During and after our screening and discussion, several questions came up:

Are there Black Jews in any significant number? Yes. The subtext may have been “Are they really Jewish?” Yes to that as well. While there are some “Black Hebrews” whose Jewishness is questioned, Black Jews like Yehudah Webster and many of his generation are the children or grandchildren of Black Americans who undertook legitimate conversion to Judaism, often under Orthodox auspices. It’s estimated than 1 in 5 American Jews is a person of color.
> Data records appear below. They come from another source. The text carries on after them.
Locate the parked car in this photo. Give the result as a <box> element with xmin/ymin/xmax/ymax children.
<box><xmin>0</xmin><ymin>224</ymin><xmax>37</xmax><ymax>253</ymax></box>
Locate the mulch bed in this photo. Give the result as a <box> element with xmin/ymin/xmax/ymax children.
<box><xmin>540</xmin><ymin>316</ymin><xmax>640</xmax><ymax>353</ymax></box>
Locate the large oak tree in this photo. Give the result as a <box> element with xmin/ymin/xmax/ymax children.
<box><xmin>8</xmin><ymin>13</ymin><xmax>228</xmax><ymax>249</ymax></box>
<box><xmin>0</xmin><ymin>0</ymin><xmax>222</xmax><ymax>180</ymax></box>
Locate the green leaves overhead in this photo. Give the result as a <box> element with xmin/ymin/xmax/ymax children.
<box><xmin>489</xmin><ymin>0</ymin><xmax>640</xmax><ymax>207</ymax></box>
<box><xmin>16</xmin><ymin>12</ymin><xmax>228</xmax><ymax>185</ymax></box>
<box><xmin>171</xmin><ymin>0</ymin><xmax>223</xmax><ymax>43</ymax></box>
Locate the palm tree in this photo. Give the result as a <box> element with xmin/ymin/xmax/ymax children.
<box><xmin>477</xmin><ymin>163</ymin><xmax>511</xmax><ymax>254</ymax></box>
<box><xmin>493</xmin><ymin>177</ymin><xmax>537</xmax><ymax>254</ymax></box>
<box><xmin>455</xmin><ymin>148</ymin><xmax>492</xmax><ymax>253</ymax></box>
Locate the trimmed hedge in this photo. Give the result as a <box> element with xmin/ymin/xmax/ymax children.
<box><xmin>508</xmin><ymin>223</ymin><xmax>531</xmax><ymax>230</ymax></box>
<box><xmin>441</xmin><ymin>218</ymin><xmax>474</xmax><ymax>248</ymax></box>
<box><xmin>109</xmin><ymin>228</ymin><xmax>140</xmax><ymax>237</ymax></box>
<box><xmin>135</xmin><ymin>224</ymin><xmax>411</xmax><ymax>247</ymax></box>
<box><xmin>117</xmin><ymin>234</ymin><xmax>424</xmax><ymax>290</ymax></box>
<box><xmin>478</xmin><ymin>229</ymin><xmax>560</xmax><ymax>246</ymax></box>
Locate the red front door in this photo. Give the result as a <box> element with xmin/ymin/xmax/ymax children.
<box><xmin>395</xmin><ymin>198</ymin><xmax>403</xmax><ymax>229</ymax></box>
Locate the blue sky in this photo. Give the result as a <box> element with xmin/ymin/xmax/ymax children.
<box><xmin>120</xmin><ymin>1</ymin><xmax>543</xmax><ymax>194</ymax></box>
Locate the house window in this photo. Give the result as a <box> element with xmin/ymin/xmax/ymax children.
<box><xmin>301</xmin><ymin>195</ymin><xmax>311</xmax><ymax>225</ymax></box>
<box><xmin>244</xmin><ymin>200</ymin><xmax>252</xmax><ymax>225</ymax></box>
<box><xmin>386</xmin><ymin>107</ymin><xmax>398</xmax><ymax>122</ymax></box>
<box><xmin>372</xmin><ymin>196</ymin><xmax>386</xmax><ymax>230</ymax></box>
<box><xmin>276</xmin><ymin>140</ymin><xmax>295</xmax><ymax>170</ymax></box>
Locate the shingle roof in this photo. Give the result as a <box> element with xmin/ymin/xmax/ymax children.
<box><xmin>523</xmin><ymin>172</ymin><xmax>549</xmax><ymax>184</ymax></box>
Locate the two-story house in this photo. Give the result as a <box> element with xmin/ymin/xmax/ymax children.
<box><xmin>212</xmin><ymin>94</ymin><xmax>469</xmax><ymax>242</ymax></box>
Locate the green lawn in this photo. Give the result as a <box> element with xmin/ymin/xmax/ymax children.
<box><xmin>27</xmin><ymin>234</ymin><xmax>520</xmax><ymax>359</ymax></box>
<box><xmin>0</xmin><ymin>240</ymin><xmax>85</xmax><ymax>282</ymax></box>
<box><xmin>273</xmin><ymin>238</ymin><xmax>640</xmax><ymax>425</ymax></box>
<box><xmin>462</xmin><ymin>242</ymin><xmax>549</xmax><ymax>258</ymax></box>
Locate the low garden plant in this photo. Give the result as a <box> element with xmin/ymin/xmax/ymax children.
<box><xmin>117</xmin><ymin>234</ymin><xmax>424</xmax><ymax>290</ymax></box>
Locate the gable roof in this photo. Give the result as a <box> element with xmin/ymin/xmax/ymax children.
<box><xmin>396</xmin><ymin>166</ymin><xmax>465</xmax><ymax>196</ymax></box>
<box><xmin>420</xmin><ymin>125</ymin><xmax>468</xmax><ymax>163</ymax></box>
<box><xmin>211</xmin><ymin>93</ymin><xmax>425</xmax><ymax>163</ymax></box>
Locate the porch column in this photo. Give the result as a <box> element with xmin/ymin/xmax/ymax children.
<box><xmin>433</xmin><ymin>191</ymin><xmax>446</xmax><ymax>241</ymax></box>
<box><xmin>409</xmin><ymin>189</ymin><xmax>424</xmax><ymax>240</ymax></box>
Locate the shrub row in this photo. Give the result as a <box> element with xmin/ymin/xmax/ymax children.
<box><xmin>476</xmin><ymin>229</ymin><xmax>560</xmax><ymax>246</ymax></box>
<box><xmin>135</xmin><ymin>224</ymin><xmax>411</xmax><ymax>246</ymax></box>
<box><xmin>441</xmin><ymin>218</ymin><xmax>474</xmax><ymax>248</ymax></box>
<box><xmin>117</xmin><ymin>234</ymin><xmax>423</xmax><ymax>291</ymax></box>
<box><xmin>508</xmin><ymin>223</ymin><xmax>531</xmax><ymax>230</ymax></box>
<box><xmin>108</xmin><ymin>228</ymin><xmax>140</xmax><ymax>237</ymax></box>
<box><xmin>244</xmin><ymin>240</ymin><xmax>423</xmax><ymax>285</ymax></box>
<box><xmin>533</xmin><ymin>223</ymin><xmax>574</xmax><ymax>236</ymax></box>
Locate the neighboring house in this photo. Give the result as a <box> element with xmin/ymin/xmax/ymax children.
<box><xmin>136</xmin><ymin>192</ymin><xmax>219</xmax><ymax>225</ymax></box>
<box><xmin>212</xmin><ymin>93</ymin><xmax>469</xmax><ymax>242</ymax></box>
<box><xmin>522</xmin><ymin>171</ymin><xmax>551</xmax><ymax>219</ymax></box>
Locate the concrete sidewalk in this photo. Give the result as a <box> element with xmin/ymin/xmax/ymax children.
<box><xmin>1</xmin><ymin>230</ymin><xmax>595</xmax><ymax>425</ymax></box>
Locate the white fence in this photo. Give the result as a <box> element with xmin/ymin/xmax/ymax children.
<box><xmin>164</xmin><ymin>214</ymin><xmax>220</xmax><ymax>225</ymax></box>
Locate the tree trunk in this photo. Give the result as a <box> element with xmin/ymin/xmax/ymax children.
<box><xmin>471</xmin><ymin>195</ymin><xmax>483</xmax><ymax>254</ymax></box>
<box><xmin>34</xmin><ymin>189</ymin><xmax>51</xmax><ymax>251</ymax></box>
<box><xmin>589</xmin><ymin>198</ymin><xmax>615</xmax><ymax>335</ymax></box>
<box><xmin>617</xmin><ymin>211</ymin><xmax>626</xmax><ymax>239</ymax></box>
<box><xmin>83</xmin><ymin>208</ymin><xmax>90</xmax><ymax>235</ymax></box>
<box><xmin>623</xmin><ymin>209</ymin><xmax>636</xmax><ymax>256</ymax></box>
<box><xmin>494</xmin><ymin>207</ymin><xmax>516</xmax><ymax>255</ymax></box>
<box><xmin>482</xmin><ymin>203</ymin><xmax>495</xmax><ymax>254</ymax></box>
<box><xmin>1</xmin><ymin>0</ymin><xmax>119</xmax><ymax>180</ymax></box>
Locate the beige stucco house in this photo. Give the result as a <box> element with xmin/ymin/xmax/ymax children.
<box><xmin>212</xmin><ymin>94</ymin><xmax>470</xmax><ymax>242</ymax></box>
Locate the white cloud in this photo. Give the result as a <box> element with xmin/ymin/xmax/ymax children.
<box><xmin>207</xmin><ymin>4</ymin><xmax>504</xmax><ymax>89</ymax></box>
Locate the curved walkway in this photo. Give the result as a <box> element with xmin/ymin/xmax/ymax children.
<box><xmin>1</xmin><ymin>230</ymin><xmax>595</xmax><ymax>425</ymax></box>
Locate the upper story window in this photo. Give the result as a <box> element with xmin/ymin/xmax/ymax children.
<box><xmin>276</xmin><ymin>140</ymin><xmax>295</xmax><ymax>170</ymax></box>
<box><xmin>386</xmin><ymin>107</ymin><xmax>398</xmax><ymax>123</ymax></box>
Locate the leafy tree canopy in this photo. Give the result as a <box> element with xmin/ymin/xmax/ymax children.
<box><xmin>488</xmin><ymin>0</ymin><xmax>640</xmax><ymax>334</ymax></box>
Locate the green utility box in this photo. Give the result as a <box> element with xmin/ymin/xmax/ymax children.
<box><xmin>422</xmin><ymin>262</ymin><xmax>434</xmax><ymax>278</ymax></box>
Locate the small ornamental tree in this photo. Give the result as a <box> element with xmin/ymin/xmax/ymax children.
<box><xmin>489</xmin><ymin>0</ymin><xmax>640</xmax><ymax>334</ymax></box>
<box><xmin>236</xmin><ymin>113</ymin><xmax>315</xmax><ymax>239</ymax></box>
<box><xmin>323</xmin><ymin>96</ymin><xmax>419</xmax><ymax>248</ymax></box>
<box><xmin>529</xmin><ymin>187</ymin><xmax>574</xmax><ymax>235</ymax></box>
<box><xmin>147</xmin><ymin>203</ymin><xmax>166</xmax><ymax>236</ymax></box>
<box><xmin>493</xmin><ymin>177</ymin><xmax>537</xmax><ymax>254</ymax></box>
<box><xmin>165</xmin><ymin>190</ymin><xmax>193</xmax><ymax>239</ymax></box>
Is there really any connection between Tisha b’Av and Black Lives Matter? There are two themes of Tisha b’Av. The first is grief: our grief over the destruction of the Temples, the destruction of Jerusalem, the exile of our people, and the sufferings of Jews throughout the ages. From the liberal end of the Jewish spectrum, I don’t mourn for the Temple, because I believe that we are better off with a Judaism that doesn’t revolve around animal sacrifice. I identify more with the people’s suffering that we read about in Eicha (Lamentations).
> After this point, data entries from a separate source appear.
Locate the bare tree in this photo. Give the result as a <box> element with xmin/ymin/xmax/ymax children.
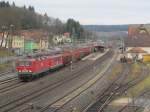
<box><xmin>0</xmin><ymin>26</ymin><xmax>7</xmax><ymax>48</ymax></box>
<box><xmin>4</xmin><ymin>31</ymin><xmax>9</xmax><ymax>48</ymax></box>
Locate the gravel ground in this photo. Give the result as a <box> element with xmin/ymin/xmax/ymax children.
<box><xmin>11</xmin><ymin>53</ymin><xmax>112</xmax><ymax>112</ymax></box>
<box><xmin>0</xmin><ymin>51</ymin><xmax>112</xmax><ymax>112</ymax></box>
<box><xmin>0</xmin><ymin>73</ymin><xmax>17</xmax><ymax>81</ymax></box>
<box><xmin>103</xmin><ymin>105</ymin><xmax>144</xmax><ymax>112</ymax></box>
<box><xmin>0</xmin><ymin>60</ymin><xmax>92</xmax><ymax>108</ymax></box>
<box><xmin>56</xmin><ymin>61</ymin><xmax>123</xmax><ymax>112</ymax></box>
<box><xmin>101</xmin><ymin>63</ymin><xmax>150</xmax><ymax>112</ymax></box>
<box><xmin>56</xmin><ymin>62</ymin><xmax>149</xmax><ymax>112</ymax></box>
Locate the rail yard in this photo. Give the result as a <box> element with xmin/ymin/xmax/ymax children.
<box><xmin>0</xmin><ymin>43</ymin><xmax>150</xmax><ymax>112</ymax></box>
<box><xmin>0</xmin><ymin>0</ymin><xmax>150</xmax><ymax>112</ymax></box>
<box><xmin>0</xmin><ymin>46</ymin><xmax>148</xmax><ymax>112</ymax></box>
<box><xmin>0</xmin><ymin>42</ymin><xmax>150</xmax><ymax>112</ymax></box>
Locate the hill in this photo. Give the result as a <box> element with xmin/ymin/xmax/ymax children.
<box><xmin>0</xmin><ymin>1</ymin><xmax>85</xmax><ymax>37</ymax></box>
<box><xmin>0</xmin><ymin>1</ymin><xmax>65</xmax><ymax>34</ymax></box>
<box><xmin>83</xmin><ymin>25</ymin><xmax>128</xmax><ymax>32</ymax></box>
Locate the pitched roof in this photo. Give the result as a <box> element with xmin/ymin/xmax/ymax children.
<box><xmin>127</xmin><ymin>47</ymin><xmax>147</xmax><ymax>53</ymax></box>
<box><xmin>0</xmin><ymin>29</ymin><xmax>49</xmax><ymax>42</ymax></box>
<box><xmin>125</xmin><ymin>24</ymin><xmax>150</xmax><ymax>47</ymax></box>
<box><xmin>128</xmin><ymin>24</ymin><xmax>150</xmax><ymax>37</ymax></box>
<box><xmin>17</xmin><ymin>29</ymin><xmax>49</xmax><ymax>41</ymax></box>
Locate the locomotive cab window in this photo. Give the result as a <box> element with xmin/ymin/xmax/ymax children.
<box><xmin>25</xmin><ymin>61</ymin><xmax>32</xmax><ymax>66</ymax></box>
<box><xmin>18</xmin><ymin>61</ymin><xmax>32</xmax><ymax>66</ymax></box>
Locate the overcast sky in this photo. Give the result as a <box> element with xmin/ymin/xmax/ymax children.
<box><xmin>7</xmin><ymin>0</ymin><xmax>150</xmax><ymax>25</ymax></box>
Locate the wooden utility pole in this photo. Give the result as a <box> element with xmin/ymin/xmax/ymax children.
<box><xmin>9</xmin><ymin>24</ymin><xmax>14</xmax><ymax>49</ymax></box>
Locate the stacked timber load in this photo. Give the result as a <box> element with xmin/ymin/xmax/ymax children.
<box><xmin>143</xmin><ymin>54</ymin><xmax>150</xmax><ymax>62</ymax></box>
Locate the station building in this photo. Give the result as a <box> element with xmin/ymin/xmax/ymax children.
<box><xmin>125</xmin><ymin>24</ymin><xmax>150</xmax><ymax>60</ymax></box>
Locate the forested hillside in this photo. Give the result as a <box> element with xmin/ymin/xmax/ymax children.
<box><xmin>0</xmin><ymin>1</ymin><xmax>49</xmax><ymax>30</ymax></box>
<box><xmin>0</xmin><ymin>1</ymin><xmax>85</xmax><ymax>37</ymax></box>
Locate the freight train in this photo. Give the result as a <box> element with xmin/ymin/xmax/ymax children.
<box><xmin>16</xmin><ymin>44</ymin><xmax>104</xmax><ymax>81</ymax></box>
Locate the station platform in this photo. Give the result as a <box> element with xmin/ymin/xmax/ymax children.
<box><xmin>82</xmin><ymin>49</ymin><xmax>109</xmax><ymax>61</ymax></box>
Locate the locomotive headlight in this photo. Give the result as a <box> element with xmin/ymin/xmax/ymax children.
<box><xmin>28</xmin><ymin>70</ymin><xmax>32</xmax><ymax>73</ymax></box>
The second theme is the cause of the destruction. Although Jewish tradition naturally holds that Jerusalem was destroyed because of our sins, the sages didn’t emphasize the so-called ritual infractions to which our minds naturally leap. They identified the cause as sinat hinam, baseless hatred. In our time, in our country, the non-judicial execution of Black Americans for offenses that are not even capital crimes is the paramount example of baseless
hatred—and our taxes pay for it.

Is “crying out to God” as we saw in the demonstrations on Grand Army Plaza enough?” No. But is it worthwhile? The Torah tells us that when we were enslaved in Egypt, “God heard the cries of the people” and then God acted to liberate them, so I have to believe that public outcry is legitimate.
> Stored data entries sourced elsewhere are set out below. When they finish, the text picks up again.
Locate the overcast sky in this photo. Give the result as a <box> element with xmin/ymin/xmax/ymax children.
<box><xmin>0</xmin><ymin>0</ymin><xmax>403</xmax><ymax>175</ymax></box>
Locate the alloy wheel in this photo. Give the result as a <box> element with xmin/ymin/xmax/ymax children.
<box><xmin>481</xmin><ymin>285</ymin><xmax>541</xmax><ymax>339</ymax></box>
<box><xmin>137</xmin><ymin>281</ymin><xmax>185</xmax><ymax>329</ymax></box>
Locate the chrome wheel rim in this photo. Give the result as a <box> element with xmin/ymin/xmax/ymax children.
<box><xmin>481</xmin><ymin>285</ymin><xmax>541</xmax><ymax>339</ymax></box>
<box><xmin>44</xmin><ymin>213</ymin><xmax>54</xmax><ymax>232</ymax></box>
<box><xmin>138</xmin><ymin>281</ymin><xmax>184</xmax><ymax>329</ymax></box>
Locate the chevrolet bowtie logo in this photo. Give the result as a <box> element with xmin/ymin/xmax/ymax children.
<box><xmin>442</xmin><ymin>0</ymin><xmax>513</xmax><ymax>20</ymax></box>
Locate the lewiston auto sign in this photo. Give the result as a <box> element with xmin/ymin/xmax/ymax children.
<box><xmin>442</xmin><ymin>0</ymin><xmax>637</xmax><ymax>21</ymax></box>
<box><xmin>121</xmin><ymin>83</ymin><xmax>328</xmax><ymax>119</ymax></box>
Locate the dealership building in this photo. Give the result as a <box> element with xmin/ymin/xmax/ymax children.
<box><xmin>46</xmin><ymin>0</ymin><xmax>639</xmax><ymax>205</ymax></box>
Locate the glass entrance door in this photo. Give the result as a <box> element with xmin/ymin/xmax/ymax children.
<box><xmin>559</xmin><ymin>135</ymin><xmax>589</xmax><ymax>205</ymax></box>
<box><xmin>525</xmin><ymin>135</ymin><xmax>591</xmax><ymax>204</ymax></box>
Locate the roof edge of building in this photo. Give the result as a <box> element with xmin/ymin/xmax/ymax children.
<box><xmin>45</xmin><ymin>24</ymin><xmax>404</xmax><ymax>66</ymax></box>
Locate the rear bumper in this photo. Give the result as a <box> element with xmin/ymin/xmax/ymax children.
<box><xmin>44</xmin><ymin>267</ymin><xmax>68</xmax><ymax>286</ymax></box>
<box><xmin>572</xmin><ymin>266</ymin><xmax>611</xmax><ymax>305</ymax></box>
But crying out to God is not sufficient. Unlike our ancestors in Egypt, we have means to effect change. I’ve been thinking about some additions to Al Het for Yom Kippur:

  • For the sin of treasuring our quiet, safe neighborhoods so highly that we pay others to oppress everyone we perceive as dangerous.
  • For the sin of talking a good line but doing nothing more.
  • For the sin of posting on social media but taking no action.
  • For the sin of hearing racist speech and remaining silent.
  • For the sin of believing that we deserve the privileges that society accords us.
  • For the sin of valuing law and order more than the lives of other human beings.

One aspect of the film that was probably  hard to accept was the emphasis that Yehudah Webster and his family, and Rabbi David Jaffe, placed on prayer, especially public prayer. We are less certain about prayer and, in general, about relationship with God, but that’s a major strand in Jewish thought. In Rabbi Oren Steinitz’s Talmud class, we’ve been studying tractate Ta’anit, which is about fast days—specifically, fasting during drought. Taking the Torah to the public square, praying and blowing the shofar there, were among the steps they took. Are Black lives less important than rain?